African-American girls in low-income, high-crime neighborhoods experience threats, objectification

May 23, 2016

ATLANTA--African-American girls in high-risk neighborhoods report encounters with aggression and sexual objectification, according to Georgia State University researchers.

In a recent study published in the journal School Psychology Forum, African-American girls in the fifth, sixth and seventh grades shared their experiences with strained relationships, recurring violence, internalized stereotypes and objectifying sexual activities.

"We've reported similar themes in previous work, but these participants who met in a transitional housing afterschool program reported more distress and victimization than students in our prior research," said Ann Cale Kruger, lead author of the study and associate professor in the College of Education & Human Development at Georgia State. "When repeated, these experiences could normalize aggression and objectification and challenge the formation of a coherent, positive identity. These threats to their wellbeing place them at risk for unhealthy consequences, including commercial sexual exploitation."

The study's findings are crucial for creating preventive interventions specific to the needs of youth at risk for the commercial sexual exploitation of children (CSEC), a lucrative crime for adults who force children into prostitution, pornography, stripping or trafficking for sexual purposes. CSEC is a problem in the Atlanta area, and the typical victim is a 12-to-13-year-old African-American girl who lives in a low-income neighborhood.

This study involved 11 African-American girls in the fifth, sixth and seventh grades participating in an afterschool intervention group in a transitional housing facility for women and children. The afterschool program was in a neighborhood with severe economic disadvantage and elevated arrest rates for crimes associated with CSEC.

The researchers designed a curriculum because there are few evidence-based programs for African-American girls and none specific to CSEC prevention.

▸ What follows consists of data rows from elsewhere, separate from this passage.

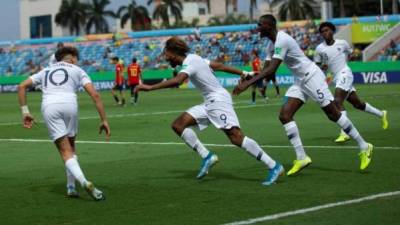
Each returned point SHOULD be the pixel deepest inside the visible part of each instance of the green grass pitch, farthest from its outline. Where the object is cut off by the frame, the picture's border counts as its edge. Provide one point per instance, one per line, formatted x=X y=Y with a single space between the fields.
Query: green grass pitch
x=150 y=181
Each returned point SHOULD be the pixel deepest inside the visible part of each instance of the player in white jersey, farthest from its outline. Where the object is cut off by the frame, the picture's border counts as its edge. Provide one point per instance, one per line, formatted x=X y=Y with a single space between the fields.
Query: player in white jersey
x=332 y=55
x=60 y=82
x=309 y=82
x=216 y=109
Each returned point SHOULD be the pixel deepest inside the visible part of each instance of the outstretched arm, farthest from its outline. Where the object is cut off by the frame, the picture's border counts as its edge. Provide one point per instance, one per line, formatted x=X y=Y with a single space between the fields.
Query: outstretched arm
x=89 y=88
x=177 y=80
x=27 y=118
x=267 y=71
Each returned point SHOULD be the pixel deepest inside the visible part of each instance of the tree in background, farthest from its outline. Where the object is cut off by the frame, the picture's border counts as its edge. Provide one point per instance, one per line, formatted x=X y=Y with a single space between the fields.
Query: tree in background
x=295 y=9
x=138 y=15
x=96 y=15
x=71 y=15
x=162 y=9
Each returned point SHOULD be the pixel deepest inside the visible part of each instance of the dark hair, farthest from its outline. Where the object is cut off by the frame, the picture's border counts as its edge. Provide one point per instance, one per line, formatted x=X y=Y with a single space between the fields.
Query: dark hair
x=327 y=24
x=62 y=52
x=270 y=18
x=177 y=46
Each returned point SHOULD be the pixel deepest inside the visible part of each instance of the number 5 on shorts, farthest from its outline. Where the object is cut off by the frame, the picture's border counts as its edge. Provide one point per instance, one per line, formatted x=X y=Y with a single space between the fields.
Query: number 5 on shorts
x=320 y=94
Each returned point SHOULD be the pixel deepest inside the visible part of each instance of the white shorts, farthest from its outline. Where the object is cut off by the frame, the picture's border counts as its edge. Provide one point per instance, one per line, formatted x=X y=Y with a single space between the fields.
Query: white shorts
x=315 y=87
x=344 y=80
x=61 y=120
x=220 y=114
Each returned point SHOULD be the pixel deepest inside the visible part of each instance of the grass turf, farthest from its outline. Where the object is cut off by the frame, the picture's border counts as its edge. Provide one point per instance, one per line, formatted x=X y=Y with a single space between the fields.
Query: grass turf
x=155 y=184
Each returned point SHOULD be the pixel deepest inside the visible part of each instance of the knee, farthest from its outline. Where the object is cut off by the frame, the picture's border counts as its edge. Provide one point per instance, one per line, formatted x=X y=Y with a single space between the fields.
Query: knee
x=177 y=127
x=285 y=117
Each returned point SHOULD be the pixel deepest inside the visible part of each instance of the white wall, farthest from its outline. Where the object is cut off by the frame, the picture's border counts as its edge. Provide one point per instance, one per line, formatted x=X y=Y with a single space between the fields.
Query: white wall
x=29 y=8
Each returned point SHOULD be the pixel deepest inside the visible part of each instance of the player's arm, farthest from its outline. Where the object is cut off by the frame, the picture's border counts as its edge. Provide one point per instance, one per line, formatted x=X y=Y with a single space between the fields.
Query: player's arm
x=89 y=88
x=173 y=82
x=269 y=70
x=27 y=118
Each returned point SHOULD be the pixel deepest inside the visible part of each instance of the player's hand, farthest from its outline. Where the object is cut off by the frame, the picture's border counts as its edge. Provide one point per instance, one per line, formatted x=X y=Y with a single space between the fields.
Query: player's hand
x=28 y=120
x=142 y=87
x=242 y=86
x=105 y=127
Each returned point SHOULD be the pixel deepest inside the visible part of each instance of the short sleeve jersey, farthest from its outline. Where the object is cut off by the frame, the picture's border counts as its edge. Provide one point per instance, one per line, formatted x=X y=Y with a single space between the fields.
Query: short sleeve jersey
x=334 y=56
x=60 y=82
x=286 y=49
x=202 y=77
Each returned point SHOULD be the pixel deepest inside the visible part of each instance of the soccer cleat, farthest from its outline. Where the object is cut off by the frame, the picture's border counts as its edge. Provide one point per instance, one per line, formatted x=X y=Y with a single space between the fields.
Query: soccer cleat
x=95 y=193
x=366 y=157
x=206 y=164
x=72 y=192
x=385 y=122
x=343 y=137
x=298 y=165
x=273 y=174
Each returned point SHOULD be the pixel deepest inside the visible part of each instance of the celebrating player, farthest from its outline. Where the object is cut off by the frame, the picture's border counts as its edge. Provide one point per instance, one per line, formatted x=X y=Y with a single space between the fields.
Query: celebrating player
x=216 y=109
x=309 y=82
x=134 y=78
x=332 y=54
x=119 y=81
x=60 y=82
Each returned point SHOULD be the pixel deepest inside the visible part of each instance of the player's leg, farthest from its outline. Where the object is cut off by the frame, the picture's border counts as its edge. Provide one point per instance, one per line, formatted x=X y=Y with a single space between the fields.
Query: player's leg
x=114 y=94
x=340 y=97
x=365 y=106
x=71 y=189
x=182 y=127
x=66 y=151
x=237 y=138
x=286 y=115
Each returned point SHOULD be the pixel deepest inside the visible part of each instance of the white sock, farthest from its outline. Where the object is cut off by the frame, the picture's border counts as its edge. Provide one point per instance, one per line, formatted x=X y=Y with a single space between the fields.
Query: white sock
x=341 y=130
x=255 y=150
x=294 y=137
x=348 y=127
x=70 y=177
x=190 y=138
x=73 y=166
x=370 y=109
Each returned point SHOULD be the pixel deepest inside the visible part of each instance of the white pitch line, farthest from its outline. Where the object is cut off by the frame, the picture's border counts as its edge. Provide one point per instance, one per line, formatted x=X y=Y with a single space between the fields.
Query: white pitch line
x=139 y=114
x=181 y=143
x=315 y=208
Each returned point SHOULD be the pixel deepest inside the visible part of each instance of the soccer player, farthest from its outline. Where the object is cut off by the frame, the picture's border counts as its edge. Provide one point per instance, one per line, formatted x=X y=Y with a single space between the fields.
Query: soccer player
x=134 y=78
x=60 y=82
x=256 y=65
x=216 y=109
x=333 y=54
x=119 y=81
x=309 y=82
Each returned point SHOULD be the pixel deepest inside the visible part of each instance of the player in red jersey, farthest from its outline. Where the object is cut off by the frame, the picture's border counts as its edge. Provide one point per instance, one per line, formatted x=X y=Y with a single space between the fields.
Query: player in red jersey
x=119 y=81
x=134 y=78
x=256 y=64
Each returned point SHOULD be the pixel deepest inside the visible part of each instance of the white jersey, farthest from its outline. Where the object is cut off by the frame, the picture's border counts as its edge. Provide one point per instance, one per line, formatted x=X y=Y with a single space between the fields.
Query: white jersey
x=52 y=60
x=60 y=82
x=203 y=77
x=334 y=56
x=286 y=49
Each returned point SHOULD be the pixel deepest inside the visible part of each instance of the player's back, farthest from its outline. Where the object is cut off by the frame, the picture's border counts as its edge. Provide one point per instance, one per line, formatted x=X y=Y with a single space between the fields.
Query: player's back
x=203 y=77
x=60 y=82
x=334 y=56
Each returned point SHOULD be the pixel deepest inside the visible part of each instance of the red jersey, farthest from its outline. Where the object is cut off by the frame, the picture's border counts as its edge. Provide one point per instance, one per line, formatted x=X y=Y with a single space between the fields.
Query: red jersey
x=134 y=73
x=119 y=74
x=256 y=65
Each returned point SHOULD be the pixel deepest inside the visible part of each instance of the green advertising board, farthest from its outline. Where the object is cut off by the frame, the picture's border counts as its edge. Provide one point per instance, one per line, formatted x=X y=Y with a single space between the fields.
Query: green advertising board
x=369 y=32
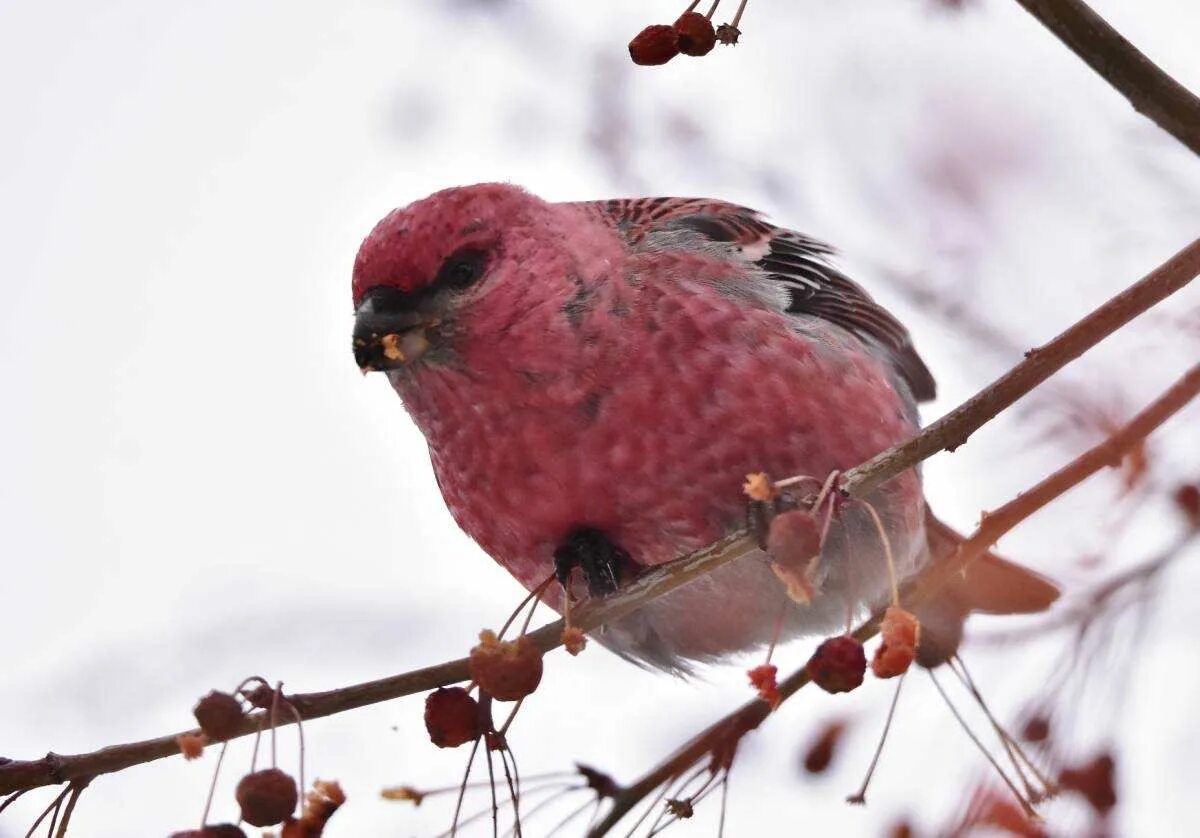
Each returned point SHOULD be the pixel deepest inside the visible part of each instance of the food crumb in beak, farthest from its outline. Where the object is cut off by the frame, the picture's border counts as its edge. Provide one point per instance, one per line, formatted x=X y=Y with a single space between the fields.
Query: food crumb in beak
x=391 y=348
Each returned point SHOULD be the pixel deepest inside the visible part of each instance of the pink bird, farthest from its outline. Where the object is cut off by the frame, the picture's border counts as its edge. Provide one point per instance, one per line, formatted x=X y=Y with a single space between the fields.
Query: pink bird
x=595 y=379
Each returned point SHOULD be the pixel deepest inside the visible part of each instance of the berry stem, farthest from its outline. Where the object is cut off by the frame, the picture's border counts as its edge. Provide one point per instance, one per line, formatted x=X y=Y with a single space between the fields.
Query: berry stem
x=887 y=552
x=1025 y=804
x=737 y=18
x=859 y=796
x=779 y=627
x=275 y=710
x=300 y=734
x=213 y=785
x=462 y=786
x=537 y=592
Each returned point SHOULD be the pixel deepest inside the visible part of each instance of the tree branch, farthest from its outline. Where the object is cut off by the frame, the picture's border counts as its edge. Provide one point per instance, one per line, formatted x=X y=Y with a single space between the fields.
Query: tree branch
x=1150 y=90
x=946 y=434
x=993 y=526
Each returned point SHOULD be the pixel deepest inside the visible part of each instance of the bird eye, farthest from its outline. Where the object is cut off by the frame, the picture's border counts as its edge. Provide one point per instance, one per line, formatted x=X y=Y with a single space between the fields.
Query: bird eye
x=462 y=268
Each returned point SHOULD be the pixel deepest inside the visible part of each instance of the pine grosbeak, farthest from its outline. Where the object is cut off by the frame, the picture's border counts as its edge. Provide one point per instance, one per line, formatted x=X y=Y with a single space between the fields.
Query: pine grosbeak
x=594 y=379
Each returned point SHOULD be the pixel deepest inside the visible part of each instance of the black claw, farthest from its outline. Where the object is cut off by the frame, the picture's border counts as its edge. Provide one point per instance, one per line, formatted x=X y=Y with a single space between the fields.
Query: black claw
x=598 y=557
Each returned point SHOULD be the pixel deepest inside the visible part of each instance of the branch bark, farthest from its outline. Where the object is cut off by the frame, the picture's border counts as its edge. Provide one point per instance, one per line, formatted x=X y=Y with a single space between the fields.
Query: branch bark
x=1147 y=88
x=927 y=585
x=945 y=434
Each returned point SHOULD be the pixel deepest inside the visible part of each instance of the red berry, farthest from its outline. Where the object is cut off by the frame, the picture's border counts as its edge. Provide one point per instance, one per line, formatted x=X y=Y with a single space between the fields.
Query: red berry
x=507 y=670
x=762 y=678
x=220 y=714
x=451 y=717
x=267 y=797
x=654 y=45
x=901 y=633
x=727 y=35
x=838 y=665
x=793 y=538
x=696 y=34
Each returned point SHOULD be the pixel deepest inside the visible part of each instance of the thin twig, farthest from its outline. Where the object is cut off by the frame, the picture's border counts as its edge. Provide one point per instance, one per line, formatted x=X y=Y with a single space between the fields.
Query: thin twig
x=925 y=586
x=1147 y=88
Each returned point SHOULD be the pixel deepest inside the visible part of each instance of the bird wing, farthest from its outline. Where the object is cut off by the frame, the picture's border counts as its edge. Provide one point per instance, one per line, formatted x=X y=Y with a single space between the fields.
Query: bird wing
x=799 y=263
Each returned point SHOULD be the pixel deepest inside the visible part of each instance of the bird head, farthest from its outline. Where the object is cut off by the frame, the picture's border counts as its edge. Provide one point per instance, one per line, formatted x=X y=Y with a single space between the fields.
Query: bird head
x=444 y=270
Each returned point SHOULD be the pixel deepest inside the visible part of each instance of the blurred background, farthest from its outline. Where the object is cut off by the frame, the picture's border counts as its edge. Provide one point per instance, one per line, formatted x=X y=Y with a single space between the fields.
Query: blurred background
x=197 y=485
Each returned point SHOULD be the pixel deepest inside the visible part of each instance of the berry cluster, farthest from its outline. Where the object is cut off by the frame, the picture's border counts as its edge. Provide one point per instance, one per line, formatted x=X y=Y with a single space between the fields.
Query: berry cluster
x=267 y=796
x=693 y=34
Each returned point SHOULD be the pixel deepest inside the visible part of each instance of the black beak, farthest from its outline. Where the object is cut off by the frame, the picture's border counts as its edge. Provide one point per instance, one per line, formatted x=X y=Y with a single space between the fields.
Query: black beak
x=389 y=331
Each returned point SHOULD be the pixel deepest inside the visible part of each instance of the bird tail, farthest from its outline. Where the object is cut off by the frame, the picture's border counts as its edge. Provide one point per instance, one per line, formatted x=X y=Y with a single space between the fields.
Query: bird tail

Because of the serious nature of the information shared by the girls, the researchers found it ethically necessary to modify the program and extend the timeframe from eight to 15 weeks.

The girls described witnessing marital aggression, experiencing physical and sexual abuse at the hands of adult family members and facing peer aggression, such as bullying, teasing and physical encounters. They reported feeling unsafe inside and outside their home, as well as participating in risk-taking behaviors that elevate the probability of harm. They frequently described early sexual experiences (occurring prior to age 14), being pressured for sex by older boys and watching pornography with boys.

The girls also described African-American females in a stereotyped manner, focusing on the shape and size of body parts when asked about beauty in women of color. Several were preoccupied with complexion, favoring a Eurocentric concept of beauty.

Researchers found value in helping these girls develop decision-making skills, supportive relationships and a positive identity.

"We're trying to do things to strengthen them so that they're less likely to be victimized," said Joel Meyers, a co-author of the study and director of the Center for Research on School Safety, School Climate and Classroom Management at Georgia State. "That preventive approach is very rare. Usually, if there's something being done about commercial sexual exploitation, it's after the fact."

In another recent study in the journal School Psychology Forum, the researchers interviewed school-based mental health practitioners about the low-income, urban African-American girls they serve. They reported the girls' main problems were exposure to violence, limited trusting relationships, depression and low self-esteem. They indicated a need for more collaboration and training to meet these girls' needs.

In the journal Health Promotion Practice, the researchers discuss how they implemented a school-based program to prevent commercial sexual exploitation of children. Key factors included establishing partnerships with community resources, including school insiders, and establishing trust, especially with students placed at risk.
Other members of the research team include Faith Zabek and Catherine Perkins of Georgia State, Staeshe Collins of Fulton County Schools, Erin Harper of Miami University of Ohio, Chela Hamilton of DeKalb County Schools and Miriam Chitescu McGee of McConaghie Family Counseling.